[llvm-dev] [RFC] Refactor class hierarchy of VectorType in the IR
John McCall via llvm-dev
llvm-dev at lists.llvm.org
Thu May 21 15:32:18 PDT 2020
On 21 May 2020, at 17:22, Chris Tetreault wrote:
> John,
>
>> This is not categorically true, no. When we make changes that require
>> large-scale updates for downstream codebases, we do so because
>> there’s a real expected benefit to it. For the most part, we do
>> make some effort to keep existing source interfaces stable.
> While I’m at a loss to find a documented policy, I recall this
> thread
> (http://lists.llvm.org/pipermail/llvm-dev/2020-February/139207.html)

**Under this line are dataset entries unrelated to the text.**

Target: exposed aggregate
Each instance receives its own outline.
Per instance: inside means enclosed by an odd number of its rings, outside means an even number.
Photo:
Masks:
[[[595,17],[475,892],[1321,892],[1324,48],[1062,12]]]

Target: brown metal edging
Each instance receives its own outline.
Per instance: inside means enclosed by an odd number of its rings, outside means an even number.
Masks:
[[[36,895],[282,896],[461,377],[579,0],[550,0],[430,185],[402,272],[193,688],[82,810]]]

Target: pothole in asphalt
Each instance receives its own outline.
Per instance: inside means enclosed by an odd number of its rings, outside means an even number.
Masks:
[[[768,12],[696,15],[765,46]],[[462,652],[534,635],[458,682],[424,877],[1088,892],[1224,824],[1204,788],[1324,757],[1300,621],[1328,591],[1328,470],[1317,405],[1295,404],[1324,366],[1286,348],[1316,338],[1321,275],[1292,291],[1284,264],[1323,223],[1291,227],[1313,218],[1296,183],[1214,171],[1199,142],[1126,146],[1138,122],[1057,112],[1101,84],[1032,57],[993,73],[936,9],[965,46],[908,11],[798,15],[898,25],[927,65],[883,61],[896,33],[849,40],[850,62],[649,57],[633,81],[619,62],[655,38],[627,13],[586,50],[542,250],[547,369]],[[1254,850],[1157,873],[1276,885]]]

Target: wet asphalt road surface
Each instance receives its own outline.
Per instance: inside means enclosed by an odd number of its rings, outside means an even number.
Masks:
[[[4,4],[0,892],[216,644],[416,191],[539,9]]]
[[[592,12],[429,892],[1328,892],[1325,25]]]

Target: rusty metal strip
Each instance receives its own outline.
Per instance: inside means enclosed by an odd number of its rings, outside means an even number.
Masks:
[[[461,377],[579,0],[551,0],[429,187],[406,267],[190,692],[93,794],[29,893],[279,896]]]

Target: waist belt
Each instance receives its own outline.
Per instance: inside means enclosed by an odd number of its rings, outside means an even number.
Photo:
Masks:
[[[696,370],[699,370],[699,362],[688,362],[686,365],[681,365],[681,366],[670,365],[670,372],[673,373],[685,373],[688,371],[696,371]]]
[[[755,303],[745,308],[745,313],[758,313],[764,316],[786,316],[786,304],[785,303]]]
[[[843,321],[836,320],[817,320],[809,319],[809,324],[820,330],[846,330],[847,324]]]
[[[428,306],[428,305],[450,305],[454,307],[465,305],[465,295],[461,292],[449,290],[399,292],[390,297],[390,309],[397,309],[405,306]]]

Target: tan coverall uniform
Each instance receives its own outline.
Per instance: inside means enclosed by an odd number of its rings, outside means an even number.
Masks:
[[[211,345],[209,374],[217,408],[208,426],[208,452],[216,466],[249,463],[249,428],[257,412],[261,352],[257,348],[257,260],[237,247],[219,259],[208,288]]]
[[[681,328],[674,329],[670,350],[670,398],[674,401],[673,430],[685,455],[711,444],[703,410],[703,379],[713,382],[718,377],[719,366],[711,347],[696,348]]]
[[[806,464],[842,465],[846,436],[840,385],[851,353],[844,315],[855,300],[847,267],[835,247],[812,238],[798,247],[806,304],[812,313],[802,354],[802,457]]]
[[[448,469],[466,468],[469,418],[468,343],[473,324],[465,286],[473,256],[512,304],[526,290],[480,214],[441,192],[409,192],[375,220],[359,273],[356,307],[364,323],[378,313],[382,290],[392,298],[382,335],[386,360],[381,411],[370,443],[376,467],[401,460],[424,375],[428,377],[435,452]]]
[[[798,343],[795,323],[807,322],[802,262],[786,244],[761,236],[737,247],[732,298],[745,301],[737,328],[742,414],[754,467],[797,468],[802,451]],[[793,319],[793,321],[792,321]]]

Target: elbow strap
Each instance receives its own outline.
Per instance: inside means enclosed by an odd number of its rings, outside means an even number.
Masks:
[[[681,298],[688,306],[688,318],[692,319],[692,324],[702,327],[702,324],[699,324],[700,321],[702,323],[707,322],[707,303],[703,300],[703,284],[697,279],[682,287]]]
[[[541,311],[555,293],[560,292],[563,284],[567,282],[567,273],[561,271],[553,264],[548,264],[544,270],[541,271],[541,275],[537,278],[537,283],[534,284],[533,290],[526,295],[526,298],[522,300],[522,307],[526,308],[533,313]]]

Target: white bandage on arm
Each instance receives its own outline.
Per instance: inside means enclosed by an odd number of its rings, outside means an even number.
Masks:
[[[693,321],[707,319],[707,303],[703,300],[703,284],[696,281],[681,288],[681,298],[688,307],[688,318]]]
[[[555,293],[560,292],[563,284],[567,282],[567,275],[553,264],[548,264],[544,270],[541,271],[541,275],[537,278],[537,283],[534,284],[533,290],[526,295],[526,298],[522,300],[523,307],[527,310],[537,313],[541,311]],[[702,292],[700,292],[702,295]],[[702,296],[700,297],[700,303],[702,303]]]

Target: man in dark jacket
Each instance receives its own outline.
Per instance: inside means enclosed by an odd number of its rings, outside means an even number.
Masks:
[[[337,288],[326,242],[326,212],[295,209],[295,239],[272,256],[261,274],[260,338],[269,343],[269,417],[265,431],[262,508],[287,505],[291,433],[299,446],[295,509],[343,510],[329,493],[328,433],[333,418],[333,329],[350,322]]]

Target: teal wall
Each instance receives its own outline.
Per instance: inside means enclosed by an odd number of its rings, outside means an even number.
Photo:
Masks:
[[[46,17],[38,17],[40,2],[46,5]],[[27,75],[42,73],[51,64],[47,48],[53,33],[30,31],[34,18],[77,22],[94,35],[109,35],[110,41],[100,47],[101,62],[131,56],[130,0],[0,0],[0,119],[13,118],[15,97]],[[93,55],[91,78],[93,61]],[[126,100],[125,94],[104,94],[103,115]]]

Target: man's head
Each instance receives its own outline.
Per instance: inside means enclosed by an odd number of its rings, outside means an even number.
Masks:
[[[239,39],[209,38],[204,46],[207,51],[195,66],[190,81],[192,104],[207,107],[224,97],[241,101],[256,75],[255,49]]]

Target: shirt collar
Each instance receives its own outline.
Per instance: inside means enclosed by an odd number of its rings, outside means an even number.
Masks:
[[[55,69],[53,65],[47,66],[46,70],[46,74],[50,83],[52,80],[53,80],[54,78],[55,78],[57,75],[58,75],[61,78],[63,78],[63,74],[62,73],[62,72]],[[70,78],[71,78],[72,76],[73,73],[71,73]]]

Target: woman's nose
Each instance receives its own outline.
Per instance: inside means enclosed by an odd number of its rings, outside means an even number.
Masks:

> where this claim was made and not disputed. The expected real benefits
> to this change are: 1) The names now match the semantics 2) It is now
> statically impossible to accidentally get the fixed number of elements
> from a scalable vector and 3) It forces everybody to fix their broken
> code. If we provided stability guarantees to downstream and
> out-of-tree codebases, then I might not agree that 3 is a benefit, but
> my understanding is that we do not provide this guarantee.
>
>> … Probably 99% of the code using VectorType semantically requires
>> it to be a fixed-width vector.
>
> This code is all broken already. I don’t think supporting common
> misuse of APIs in a codebase that does not provide stability
> guarantees is something we should be doing.
>
>> The generalization of VectorType to scalable vector types was a
>> representational shortcut that should never have been allowed
>
> I agree. Unfortunately it happened, and our choices are to fix it or
> accept the technical debt forever.
Perhaps this is part of the root of our disagreement. I consider
scalable vector types to be an experimental/unstable feature, as many
features are when they’re first added to the compiler. I have much
lower standards for disrupting the early adopters of features like that;
if scalable vectors need to be split out of `VectorType`, we should just
do it.
Analogously, when we upstream the pointer-authentication feature, we
will be upstreaming a rather flawed representation that I definitely
expect us to revise after the fact. That will be problematic for early
adopters of LLVM’s pointer authentication support, but that’s
totally acceptable.
John.
>
>> the burden of generalization should usually fall on the people who
>> need to use the generalization, and otherwise we should aim to keep
>> APIs stable when there’s no harm to it.
>
> The burden of creating the generalization should be placed on those
> who need it, I agree. However, once the generalization is in place,
> the burden is on everybody to use it correctly. The reason I’ve
> undertaken this refactor is because I found myself playing
> whack-a-mole with people adding new broken code after the fact. The
> previous API was very easy to misuse, so I don’t blame those people.
>
>> Are you actually auditing and testing them all to work for scalable
>> vector types, or are you just fixing the obvious compile failures?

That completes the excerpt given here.